Not to mention how good Phoenix and Ecto are. I would never think about using Go if Elixir is a suitable option.
go has go threads. elixir has the actors, futures, message passing, immutable data structures and the OTP platform. OTP is killer and gives you genservers with pubsub and the ability to have thousands of tiny stateful processors PER machine.
Its all battle tested too.
comparing go to elixir in this particular case is like comparing a piper cub to a jet liner
source: 5 years of experience building an elixir startup with realtime sync between devices over websockets as a killer feature.
Go has this too. It also has message passing (via channels). That's not to deny that Elixir/Erlang have a more developed story for IPC, process supervision and clustering.
Very personal opinion:
Go is an ugly language and I don't enjoy working in it for that reason alone.
Outside of that, I also don't like the language design for a lot of its features.
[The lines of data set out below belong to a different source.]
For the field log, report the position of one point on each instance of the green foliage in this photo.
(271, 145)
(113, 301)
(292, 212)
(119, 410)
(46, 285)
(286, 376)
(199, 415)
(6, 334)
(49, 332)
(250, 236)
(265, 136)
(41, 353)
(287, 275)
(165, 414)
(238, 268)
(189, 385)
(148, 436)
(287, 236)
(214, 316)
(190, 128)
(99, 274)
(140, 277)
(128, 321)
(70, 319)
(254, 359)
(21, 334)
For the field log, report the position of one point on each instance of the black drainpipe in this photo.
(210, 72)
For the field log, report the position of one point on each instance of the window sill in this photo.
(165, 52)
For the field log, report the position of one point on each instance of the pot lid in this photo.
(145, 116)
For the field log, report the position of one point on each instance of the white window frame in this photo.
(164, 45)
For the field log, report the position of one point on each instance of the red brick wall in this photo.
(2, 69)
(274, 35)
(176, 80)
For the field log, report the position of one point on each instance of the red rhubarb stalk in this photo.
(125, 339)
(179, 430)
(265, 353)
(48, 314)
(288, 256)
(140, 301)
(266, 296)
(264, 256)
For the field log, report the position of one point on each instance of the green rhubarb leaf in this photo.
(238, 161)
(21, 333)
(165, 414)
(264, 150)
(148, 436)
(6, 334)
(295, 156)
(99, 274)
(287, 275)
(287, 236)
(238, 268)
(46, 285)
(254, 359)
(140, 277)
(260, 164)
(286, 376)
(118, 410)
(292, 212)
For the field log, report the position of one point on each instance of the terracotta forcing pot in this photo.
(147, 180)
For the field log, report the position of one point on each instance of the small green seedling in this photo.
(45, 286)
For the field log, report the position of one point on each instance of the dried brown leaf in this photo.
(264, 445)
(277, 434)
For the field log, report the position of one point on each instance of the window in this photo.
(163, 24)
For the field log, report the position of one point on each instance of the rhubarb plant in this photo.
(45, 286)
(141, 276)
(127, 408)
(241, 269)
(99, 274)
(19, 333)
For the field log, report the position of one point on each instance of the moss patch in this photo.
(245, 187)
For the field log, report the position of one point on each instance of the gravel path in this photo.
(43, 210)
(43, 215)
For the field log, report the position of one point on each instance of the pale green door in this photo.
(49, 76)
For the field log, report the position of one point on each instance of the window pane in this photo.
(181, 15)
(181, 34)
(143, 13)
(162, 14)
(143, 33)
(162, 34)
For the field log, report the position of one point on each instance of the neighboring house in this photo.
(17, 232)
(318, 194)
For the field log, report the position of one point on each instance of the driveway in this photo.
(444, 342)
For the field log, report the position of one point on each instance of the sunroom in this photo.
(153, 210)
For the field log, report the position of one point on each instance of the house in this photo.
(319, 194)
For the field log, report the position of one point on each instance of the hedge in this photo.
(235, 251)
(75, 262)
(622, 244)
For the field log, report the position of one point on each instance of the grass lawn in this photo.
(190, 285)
Though, admittedly, the goroutines part is not one of those choices I dislike. But the error handling pattern, generics and a few other things are super meh to me.
And everything Go does with networking and concurrency, Elixir does better.
Elixir just doesn't have the backing of a big name like Google so it doesn't have the same popularity.
And the beam networking stack is quite good, which is unsurprising given it's been in slowly evolving use for 30 years now.
In go you just don't get stuff like "trivially cleaning up associated resources with zero lines of code when your socket gets early terminated by the client or a backhoe cuts the network in to the data center"
Would have loved to have seen a section devoted to what feedback you heard, what the team member's poor experience was, and how you felt confident that Elixir & Phoenix would solve those problems.